From this experience with the raw material of history, I began to form a different impression of how improvements occur than what had been described to me by books and teachers. I had been told that with rare exceptions, making progress was continual and ever upward. In this view, new knowledge was highly sought after by most and quickly appreciated.

By studying day-to-day records of those who first imagined improvements, I found instead that many of the great advances in knowledge were widely ignored or long delayed in implementation. For example, Leonardo da Vinci's notebooks contained many practical ideas that lay fallow for centuries before the ideas became everyday realities.

The Romans knew how to make mortar for their roads that lasted for centuries by mixing in fine pumice emitted from Mount Etna while modern roads made with coarser materials crumble after a few seasons. During the Middle Ages in Europe, much classical learning was all but eradicated. Centuries passed before the Renaissance revived interest in and awareness of this earlier knowledge.

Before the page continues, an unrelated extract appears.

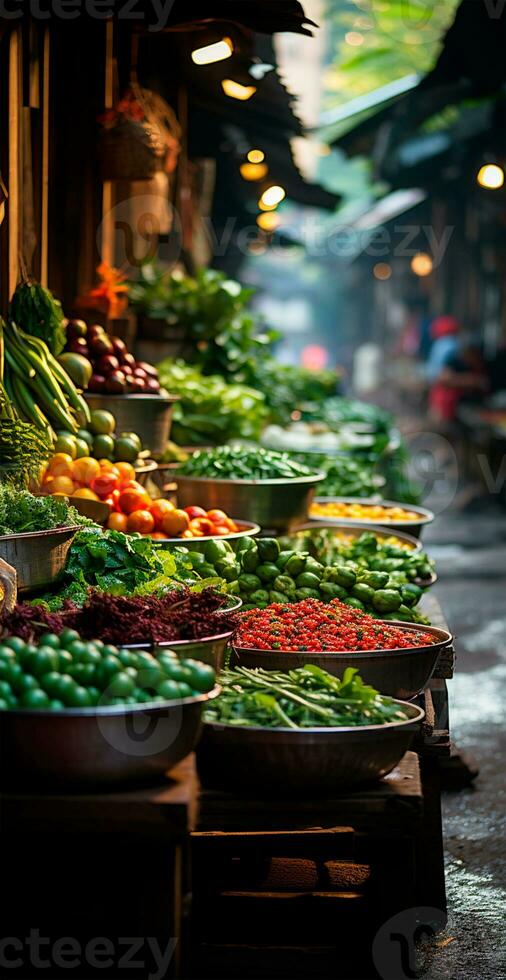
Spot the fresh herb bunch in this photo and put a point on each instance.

The Chinese became insular and lost their command of the seas after having once had the world's most advanced navy. The highly energetic Japanese similarly rested in suspended animation when it came to most improvements until forcibly exposed to the Industrial Revolution by Admiral Perry's gunboats. Until recently, modern Egyptians had no more idea of how their ancestors constructed the pyramids than they did how to clone camels.

Questioning thinkers have always tested the opportunity to improve on what was previously known, but those quests were hobbled because access to what had been known earlier was usually quite limited. Expand awareness of the best of earlier knowledge, and you could greatly expand potential to improve -- that much seemed obvious. The lack of access is worsened by so much knowledge existing in secret or near-secret conditions.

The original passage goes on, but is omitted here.